By Simon Cameron-Moore
ISLAMABAD (Reuters) – Pakistan’s President Asif Ali Zardari surrendered on Monday to demands by opposition parties and a lawyers’ movement for the reinstatement of Iftikhar Chaudhry as Supreme Court chief justice.
The president was forced into the decision in order to end a political crisis and street agitation threatening to destabilise his government, unnerving U.S. and British allies who fear any slide into chaos could increase the threat from Islamist militancy in nuclear-armed Pakistan.
The Chaudhry affair is a long and complex story; here is an explanation:
WHO IS CHAUDHRY?
The son of a policeman, Chaudhry, 60, became a Supreme Court judge in 2000 and was appointed the youngest ever chief justice in June 2005.
He became a symbol of resistance to General Pervez Musharraf after refusing to quit in the face of pressure from the then president and his intelligence chiefs.
Musharraf suspended Chaudhry on March 9, 2007, after the judge refused to go quietly when accused of abusing his position, and various other misdemeanours.
A panel of judges was established to look into the accusations against Chaudhry, who appointed Aitzaz Ahsan, a parliamentarian and former minister from Benazir Bhutto’s Pakistan People’s Party (PPP), to lead his defence team.
WHY DID MUSHARRAF WANT TO GET RID OF HIM?
There has been speculation of several reasons.
At the time Chaudhry was suspended he was hearing a case he had taken up on his own volition into the disappearance of people picked up by security agencies on suspicion of being involved in terrorism. The agencies were nonplussed when Chaudhry told them to produce missing people in court.
Chaudhry had irked Prime Minister Shaukat Aziz by taking up a case looking into the privatisation of a steel firm, and cancelling the sale. He also reportedly upset influential people by taking up a case involving a land development scheme.

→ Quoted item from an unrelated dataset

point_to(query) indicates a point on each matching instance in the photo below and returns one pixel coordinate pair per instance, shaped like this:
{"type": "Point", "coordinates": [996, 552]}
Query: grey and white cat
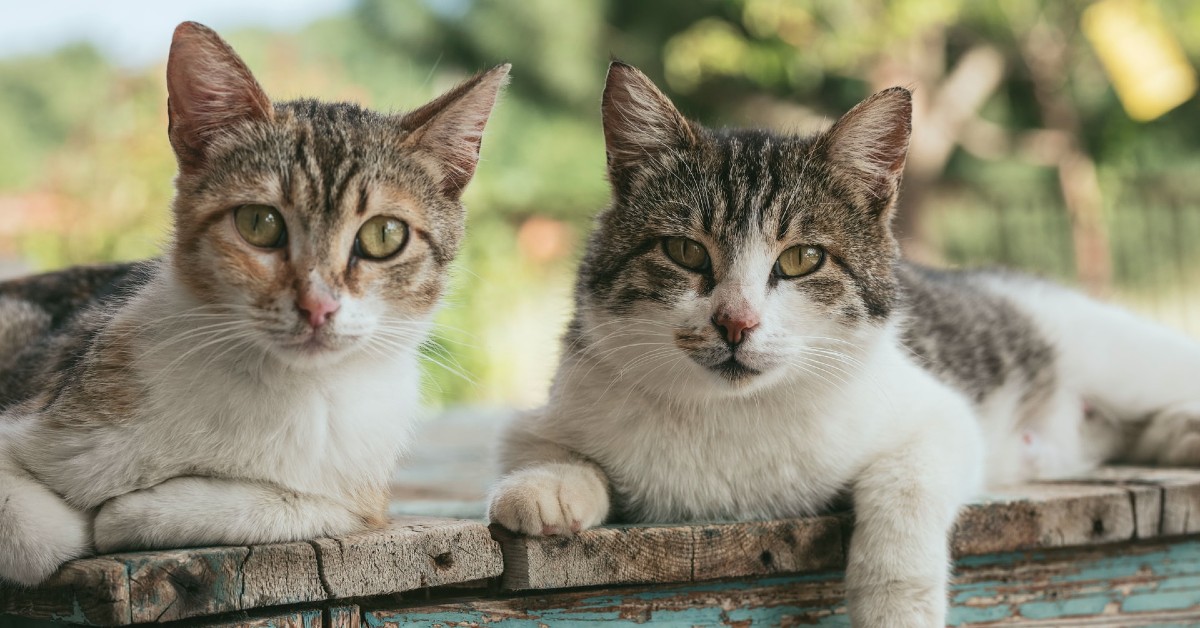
{"type": "Point", "coordinates": [748, 344]}
{"type": "Point", "coordinates": [258, 382]}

But the reason most people thought Musharraf moved against the judge was that the general anticipated Chaudhry would try to make him stand by a constitutional requirement to give up his role as army chief if he was to seek another term as president.
SO WHAT HAPPENED?
Protesting lawyers, led by Ahsan, held rallies to demand the independence of the judiciary. The PPP and Nawaz Sharif’s Pakistan Muslim League both got behind Chaudhry’s cause.
In July 2007, Supreme Court judges delivered the first ever finding against a military ruler by lifting Musharraf’s suspension of Chaudhry.

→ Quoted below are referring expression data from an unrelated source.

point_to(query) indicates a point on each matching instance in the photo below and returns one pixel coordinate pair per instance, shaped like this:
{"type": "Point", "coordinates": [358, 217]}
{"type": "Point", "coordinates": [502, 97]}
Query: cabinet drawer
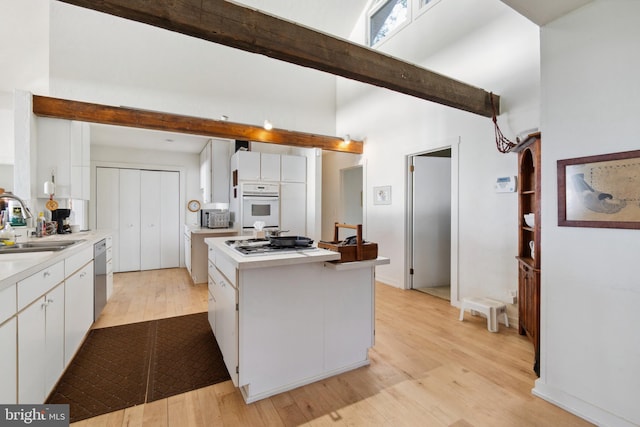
{"type": "Point", "coordinates": [226, 267]}
{"type": "Point", "coordinates": [39, 284]}
{"type": "Point", "coordinates": [74, 262]}
{"type": "Point", "coordinates": [7, 303]}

When Musharraf engineered his re-election by a subservient parliament in October without first stepping down as army chief, the Supreme Court allowed the vote to go ahead while it deliberated whether the constitution had been violated and the result should stand.
Musharraf’s patience snapped a month later when he declared emergency rule and dismissed judges who refused to take a fresh oath of office. Chaudhry refused, saying Musharraf’s acts were unconstitutional. Having secured the presidency, Musharraf then stepped down as army chief.

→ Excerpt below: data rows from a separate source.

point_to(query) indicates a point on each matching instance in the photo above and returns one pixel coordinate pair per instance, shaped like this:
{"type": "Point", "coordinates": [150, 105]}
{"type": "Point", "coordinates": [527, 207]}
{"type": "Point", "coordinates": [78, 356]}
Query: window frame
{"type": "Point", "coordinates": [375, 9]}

WHY WAS ZARDARI RELUCTANT TO BRING CHAUDHRY BACK?
In a general election in February 2008, the PPP swept to power riding a sympathy wave after Bhutto’s assassination a few weeks earlier.
Zardari took over leadership of the PPP and enticed Sharif’s PML-N to join a coalition by promising to restore Chaudhry and other judges sacked by Musharraf, who was still president. It soon became apparent to Sharif that Zardari was going back on his word, and he pulled the PML-N out of the coalition.
Zardari reinstated most other judges Musharraf had dismissed but he feared if Chaudhry was restored he would rule Musharraf an illegal president and overturn an amnesty the general had given Zardari and his wife in late 2007 to allow them to return to Pakistan without fear of prosecution on old corruption cases they said were politically motivated.
In August, Zardari forced Musharraf to quit gracefully rather than face impeachment. Musharraf still needs some form of indemnity from parliament to be sure he isn’t tried for violating the constitution. Sharif, overthrown as prime minister by Musharraf in 1999, has wanted Musharraf to stand trial.
Sharif last month put his weight behind plans by the lawyers for a “long march” protest across the country to press again for Chaudhry’s reinstatement.
Faced by the challenge, Zardari responded by ejecting Sharif’s party from power in Punjab province, after the Supreme Court had barred Sharif and his young brother, Shahbaz, from holding elected office.
That action incited the Sharifs to go with full force behind the lawyer’s march, raising fear a violent confrontation would occur, and the army would be forced to intervene just a year after a civilian government was formed.
Confronted with those dangers, with Sharif bearing down on Islamabad at the head of the long march, Zardari decided to relent over Chaudhry and give him back his job.